Hispanic and Black students, and girls, are encouraged to take a watered-down “data science” course as an alternative to advanced mathematics. This is outrageous, particularly for a state that on paper is so committed to “equity.” There is no better way to perpetuate inequities than to give up on those whom we are failing to help to cover up the education system’s gross failures.
Stanford University mathematics professor Brian Conrad, who has received mathematics teaching awards, identified many significant, problematic aspects of the new framework. The framework cites many studies from the literature on mathematics education to support the curricular changes, but Conrad points out that many of these discussions are misleading or erroneous, even to the extent that several of the papers referenced draw conclusions that are the opposite of what is claimed by the authors of the new curriculum. In some areas, the 25-person team responsible for the framework simply did not understand the scientific material they were trying to use to support their recommendations. Perhaps the most egregious claim is that if teachers were to make one modest change in how they assessed students, then the US would become one of the leading five countries in the world in mathematics competency. Conrad noted there was no factual basis for such a claim, one that turns out to be preposterous.
What is missing from the state’s new framework is any recognition of the fact that the US and many other countries have successfully taught mathematics for hundreds of years. The primary reason why we are failing to teach mathematics today is not because we don’t know how to teach math. Rather it is because too many of today’s teachers simply do not know enough mathematics to teach it.
College students studying to become teachers tend to have some of the lowest math SAT scores among college students.

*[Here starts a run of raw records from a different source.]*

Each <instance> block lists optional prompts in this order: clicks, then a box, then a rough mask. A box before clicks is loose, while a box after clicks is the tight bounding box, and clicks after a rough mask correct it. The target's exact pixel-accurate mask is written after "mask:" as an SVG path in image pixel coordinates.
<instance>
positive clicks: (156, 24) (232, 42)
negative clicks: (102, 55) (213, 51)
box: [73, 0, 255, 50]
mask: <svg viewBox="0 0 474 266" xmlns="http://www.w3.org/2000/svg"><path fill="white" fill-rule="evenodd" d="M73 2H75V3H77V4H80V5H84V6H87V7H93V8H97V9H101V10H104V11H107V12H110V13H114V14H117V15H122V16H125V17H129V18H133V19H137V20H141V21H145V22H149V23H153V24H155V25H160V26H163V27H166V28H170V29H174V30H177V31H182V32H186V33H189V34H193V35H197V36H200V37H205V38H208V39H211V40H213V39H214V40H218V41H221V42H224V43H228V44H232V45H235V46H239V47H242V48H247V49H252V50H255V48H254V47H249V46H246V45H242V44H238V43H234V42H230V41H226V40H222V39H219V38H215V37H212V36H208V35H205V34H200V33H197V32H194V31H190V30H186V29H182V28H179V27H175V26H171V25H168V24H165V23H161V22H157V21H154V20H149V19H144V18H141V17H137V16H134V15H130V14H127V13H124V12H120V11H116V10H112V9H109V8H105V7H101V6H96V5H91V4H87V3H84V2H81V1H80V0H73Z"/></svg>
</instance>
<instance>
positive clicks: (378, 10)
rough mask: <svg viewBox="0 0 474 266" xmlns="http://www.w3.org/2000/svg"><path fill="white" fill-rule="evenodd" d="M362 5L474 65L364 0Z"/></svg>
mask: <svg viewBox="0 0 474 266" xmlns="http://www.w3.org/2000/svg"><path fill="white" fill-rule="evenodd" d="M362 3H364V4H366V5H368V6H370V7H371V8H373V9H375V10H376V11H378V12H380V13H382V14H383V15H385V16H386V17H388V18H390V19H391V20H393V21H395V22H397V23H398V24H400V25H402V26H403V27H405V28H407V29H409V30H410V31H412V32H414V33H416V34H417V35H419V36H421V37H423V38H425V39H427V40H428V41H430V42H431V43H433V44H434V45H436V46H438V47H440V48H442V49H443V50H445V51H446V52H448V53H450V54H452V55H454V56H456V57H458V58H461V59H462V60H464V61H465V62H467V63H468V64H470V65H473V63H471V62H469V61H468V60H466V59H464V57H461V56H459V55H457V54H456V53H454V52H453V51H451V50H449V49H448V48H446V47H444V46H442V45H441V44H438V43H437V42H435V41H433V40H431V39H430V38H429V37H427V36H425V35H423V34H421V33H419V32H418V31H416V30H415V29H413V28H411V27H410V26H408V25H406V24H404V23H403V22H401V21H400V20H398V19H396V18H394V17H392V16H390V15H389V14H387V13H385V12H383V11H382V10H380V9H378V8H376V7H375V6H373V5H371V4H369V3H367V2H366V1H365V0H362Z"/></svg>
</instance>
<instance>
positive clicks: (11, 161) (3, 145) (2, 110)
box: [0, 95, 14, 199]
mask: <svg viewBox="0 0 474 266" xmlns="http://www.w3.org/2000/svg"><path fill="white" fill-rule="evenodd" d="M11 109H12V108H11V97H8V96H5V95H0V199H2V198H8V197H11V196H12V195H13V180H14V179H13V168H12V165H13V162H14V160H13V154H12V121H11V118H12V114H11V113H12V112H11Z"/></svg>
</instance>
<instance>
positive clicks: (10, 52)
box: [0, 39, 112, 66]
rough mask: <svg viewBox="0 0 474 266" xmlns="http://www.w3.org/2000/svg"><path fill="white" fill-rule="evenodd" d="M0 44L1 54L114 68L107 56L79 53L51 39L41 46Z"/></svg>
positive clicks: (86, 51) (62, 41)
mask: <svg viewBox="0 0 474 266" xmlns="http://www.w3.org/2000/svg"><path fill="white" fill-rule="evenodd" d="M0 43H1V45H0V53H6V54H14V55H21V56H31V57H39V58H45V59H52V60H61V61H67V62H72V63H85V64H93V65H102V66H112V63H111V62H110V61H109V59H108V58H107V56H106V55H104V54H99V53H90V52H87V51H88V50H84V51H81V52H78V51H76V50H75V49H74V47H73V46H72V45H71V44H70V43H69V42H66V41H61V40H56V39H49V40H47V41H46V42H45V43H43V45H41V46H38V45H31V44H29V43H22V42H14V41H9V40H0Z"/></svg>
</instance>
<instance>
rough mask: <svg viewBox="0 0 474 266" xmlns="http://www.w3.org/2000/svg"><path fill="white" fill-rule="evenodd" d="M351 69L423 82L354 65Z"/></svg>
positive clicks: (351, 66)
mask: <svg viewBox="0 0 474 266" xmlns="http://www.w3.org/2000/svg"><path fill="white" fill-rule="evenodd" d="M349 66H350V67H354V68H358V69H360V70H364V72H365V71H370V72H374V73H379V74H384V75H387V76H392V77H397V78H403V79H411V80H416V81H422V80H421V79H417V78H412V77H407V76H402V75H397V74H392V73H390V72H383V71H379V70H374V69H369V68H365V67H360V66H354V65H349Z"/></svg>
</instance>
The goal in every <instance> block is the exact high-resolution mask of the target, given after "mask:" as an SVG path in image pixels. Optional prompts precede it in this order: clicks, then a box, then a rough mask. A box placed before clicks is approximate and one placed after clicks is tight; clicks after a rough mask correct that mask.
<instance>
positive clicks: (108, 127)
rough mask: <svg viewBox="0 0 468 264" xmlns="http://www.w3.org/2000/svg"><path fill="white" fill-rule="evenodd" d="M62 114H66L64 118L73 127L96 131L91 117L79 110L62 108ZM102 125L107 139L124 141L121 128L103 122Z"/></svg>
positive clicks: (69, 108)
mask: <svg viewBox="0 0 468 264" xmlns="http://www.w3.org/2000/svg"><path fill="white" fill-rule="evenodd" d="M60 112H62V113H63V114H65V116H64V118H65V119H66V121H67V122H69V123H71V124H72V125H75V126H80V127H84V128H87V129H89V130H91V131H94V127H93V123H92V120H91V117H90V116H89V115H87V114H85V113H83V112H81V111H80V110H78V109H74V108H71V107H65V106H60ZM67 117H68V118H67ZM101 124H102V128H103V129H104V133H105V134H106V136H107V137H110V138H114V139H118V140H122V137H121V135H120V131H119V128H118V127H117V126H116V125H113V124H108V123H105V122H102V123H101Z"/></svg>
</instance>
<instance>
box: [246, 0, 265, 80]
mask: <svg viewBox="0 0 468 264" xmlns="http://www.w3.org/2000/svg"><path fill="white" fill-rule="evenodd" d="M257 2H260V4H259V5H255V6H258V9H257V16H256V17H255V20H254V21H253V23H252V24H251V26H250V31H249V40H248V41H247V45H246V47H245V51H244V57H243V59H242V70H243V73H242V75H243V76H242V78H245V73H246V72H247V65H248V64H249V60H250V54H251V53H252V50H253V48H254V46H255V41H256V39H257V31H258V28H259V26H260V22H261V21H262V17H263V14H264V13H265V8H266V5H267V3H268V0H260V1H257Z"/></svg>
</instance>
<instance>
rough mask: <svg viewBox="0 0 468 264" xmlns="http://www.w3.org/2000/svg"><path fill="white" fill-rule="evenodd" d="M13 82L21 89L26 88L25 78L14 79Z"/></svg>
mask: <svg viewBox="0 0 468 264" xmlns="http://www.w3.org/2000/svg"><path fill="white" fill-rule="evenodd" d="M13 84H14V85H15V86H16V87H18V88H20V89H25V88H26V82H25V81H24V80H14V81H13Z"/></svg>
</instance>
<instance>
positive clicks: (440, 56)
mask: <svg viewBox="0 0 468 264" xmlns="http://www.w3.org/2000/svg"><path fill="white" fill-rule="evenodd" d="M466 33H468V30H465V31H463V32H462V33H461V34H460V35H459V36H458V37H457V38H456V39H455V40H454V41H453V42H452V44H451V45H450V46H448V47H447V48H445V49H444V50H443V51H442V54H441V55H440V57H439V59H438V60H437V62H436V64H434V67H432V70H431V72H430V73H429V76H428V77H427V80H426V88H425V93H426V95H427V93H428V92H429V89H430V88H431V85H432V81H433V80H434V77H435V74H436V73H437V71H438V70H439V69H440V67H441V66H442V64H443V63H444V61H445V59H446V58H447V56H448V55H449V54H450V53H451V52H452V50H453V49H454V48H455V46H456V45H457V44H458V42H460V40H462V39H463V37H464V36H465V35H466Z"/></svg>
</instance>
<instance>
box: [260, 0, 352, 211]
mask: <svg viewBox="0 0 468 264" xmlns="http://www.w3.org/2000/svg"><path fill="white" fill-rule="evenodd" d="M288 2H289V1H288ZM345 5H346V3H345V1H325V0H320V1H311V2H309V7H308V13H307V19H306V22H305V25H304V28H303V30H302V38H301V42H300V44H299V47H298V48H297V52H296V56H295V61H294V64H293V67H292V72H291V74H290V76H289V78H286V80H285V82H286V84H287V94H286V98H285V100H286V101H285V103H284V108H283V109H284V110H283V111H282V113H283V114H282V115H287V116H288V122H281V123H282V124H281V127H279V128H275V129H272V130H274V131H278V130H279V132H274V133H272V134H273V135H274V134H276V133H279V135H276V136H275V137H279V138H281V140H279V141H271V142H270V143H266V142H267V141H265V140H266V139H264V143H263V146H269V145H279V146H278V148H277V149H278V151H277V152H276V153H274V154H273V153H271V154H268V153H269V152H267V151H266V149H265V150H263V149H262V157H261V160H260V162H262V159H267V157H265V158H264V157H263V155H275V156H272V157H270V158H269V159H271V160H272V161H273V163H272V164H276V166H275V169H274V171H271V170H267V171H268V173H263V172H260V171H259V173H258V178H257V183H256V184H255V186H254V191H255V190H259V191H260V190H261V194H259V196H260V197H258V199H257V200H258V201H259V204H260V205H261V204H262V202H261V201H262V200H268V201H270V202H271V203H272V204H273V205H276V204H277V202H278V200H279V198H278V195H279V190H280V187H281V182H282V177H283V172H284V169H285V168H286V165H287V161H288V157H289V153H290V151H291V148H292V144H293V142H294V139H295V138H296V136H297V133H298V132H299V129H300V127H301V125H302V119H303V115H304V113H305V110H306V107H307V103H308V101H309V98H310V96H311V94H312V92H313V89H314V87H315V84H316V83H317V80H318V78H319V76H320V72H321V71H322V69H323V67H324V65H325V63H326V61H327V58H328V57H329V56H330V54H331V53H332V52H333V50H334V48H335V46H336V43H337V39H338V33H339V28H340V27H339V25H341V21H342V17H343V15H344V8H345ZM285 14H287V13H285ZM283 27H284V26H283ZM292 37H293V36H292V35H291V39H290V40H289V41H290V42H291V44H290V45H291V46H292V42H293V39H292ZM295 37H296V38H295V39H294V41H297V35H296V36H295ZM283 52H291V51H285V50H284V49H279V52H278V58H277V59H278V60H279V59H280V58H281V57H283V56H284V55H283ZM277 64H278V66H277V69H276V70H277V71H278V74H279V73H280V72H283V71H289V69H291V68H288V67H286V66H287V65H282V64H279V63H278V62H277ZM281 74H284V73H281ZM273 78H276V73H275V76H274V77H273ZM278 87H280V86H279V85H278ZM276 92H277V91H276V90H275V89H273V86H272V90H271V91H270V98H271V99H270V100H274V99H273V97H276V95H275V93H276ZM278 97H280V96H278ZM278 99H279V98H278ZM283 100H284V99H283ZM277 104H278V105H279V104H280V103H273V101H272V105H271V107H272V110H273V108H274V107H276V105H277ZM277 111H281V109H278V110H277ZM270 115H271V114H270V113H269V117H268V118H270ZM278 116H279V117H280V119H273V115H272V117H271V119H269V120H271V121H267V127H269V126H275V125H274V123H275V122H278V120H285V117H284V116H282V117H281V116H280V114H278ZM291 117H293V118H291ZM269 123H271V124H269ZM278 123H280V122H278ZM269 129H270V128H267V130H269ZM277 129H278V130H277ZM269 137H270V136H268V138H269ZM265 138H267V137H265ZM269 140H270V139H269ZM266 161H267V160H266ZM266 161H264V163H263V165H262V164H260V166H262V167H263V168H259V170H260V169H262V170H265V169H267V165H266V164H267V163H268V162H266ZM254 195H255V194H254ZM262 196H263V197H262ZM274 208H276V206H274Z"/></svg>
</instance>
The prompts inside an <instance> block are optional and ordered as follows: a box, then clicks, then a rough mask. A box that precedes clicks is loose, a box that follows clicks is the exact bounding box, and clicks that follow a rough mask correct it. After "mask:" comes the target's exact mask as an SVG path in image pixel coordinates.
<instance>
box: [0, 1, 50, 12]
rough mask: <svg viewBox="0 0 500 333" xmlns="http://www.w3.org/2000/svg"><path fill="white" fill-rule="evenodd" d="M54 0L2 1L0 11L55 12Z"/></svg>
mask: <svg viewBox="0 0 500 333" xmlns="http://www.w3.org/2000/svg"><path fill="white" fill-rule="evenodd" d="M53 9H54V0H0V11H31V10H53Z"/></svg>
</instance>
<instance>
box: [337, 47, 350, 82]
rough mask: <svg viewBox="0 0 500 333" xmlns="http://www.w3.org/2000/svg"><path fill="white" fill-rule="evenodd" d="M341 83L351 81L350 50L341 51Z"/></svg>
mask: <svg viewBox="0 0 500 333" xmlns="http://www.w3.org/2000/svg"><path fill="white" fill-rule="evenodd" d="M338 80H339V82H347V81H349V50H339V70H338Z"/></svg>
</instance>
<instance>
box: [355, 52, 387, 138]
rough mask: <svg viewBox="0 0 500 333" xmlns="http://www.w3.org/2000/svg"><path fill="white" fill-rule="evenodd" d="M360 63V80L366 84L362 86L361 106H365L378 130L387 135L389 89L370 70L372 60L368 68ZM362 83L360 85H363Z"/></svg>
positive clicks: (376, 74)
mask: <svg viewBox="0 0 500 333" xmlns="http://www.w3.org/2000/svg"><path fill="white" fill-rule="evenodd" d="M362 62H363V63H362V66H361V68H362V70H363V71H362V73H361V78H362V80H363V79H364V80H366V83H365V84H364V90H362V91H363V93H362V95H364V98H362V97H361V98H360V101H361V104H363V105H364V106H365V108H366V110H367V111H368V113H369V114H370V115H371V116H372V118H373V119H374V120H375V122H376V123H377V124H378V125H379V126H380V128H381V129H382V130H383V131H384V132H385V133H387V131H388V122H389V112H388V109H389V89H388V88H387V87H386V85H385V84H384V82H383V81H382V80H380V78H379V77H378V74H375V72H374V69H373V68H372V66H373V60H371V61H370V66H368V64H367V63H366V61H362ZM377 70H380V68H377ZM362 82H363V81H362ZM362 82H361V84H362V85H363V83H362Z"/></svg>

An important reason why some foreign students perform at a much higher level than their US counterparts is that math classes in their countries are staffed by teachers who have advanced training in mathematics.
Many California teachers need to learn more math to teach math, but unfortunately the state has been moving in the opposite direction. The state no longer requires teachers to pass qualifying examinations to establish basic competency or subject-specific teaching competency. Can you imagine hiring a doctor, dentist, or other critical professional for your child who has not minimally established their professional qualifications? Well, that is what we have done for California’s teachers.
California Is failing students and their families and is abusing the taxpayers who are funding the state’s $128 billion education complex. More broadly, the politicians who receive support from the those who benefit from maintaining the failed education status quo are giving up on educating the students who are struggling the most, because improving outcomes won’t happen until we implement reforms that are opposed by teachers’ unions and other incumbent interests. Sadly, that will not happen until voters—the parents and taxpayers who are paying the enormous cost of this deficiency—choose to vote differently.